Eau potable et assainissement :
En général pour le secteur, il convient de : (i) développer un plan réaliste et réalisable pour présenter au Partenariat Mondial « Assainissement et Eau pour Tous » pour financement ; (ii) créer un système de collecte et de mise à jour régulier des données ; (iii) renforcer les capacités individuelles et institutionnelles du secteur.
Pour le volet assainissement : (i) rompre avec l'ancienne stratégie de privilégier la construction latrines au niveau rural et adopter des nouvelles approches telles que l'ATPC ; (ii) pour le milieu urbain, promouvoir la construction des ouvrages collectifs, notamment pour Nouakchott, Nouadhibou et Rosso.

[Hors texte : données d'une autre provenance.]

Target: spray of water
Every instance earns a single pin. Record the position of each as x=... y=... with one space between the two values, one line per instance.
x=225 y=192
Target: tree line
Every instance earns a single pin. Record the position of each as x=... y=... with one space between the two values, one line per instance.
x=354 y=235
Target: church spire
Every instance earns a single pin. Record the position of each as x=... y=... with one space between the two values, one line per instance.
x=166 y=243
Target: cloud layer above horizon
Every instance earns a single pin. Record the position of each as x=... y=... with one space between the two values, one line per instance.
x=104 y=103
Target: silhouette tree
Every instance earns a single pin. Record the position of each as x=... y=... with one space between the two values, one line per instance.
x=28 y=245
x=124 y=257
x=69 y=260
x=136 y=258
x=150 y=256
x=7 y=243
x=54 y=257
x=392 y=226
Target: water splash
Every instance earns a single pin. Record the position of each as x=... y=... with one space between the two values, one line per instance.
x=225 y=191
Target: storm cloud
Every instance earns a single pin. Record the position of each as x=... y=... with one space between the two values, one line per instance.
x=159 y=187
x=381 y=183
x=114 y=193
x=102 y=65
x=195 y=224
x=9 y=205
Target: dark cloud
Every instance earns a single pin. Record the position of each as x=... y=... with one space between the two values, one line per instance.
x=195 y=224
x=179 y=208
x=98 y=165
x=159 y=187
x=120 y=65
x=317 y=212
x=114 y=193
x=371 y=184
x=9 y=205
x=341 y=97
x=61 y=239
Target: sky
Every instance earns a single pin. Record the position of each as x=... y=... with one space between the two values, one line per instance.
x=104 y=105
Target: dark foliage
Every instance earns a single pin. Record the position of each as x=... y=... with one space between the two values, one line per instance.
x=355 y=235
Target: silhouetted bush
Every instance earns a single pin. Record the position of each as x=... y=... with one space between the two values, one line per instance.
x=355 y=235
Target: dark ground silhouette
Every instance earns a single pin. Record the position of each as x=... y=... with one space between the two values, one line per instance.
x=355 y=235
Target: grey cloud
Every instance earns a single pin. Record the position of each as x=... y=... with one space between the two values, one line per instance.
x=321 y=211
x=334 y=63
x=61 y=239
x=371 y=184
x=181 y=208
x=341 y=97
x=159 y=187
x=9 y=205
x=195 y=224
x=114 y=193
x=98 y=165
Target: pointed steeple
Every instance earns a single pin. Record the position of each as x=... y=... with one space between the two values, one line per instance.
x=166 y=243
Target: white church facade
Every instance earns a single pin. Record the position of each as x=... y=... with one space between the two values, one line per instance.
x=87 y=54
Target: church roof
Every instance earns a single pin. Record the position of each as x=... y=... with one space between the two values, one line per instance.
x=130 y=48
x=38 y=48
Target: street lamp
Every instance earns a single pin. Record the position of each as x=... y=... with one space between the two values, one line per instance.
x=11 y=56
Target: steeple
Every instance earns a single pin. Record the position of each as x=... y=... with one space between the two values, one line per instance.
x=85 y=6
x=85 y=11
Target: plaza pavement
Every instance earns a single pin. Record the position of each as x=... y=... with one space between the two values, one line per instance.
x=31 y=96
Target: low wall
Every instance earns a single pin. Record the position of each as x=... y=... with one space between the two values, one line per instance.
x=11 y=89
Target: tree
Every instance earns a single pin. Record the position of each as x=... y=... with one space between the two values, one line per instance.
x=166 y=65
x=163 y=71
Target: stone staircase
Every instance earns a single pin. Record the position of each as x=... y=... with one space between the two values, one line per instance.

Pour le volet approvisionnement en eau : (i) promouvoir le forage manuel viable sur au moins 20% de l'étendue du pays; (ii) promouvoir les extensions de réseau dans les quartiers pauvres des grandes villes.
3.3. Besoins de financement :
Assainissement : L'atteinte des OMDs coûtera environ 85 millions $US dont (i) 72 millions pour les infrastructures, essentiellement en milieu urbain (Nouakchott, Nouadhibou et Rosso), (ii) 4,7 millions pour le changement de comportement et l'adoption de bonnes pratiques (estimé, selon l'approche ATPC, à 3,5 $US par personne), et (iii) 8,4 millions consacrés au renforcement des capacités.
Accès eau potable : Pour atteindre la cible, le montant global des dépenses s'établit à 104,5 millions $US répartis come suit : (i) 88 millions $US en infrastructures afin d'assurer l'accès à environ 730 000 personnes, (ii) 7 millions $US pour la sensibilisation sur l'utilisation rationnelle, la conservation et le traitement de l'eau (seulement 30% de la population, parmi les personnes ayant accès, même en milieu urbain, consomme une eau potable), et (iii) 9,5 millions $US pour le renforcement des capacités.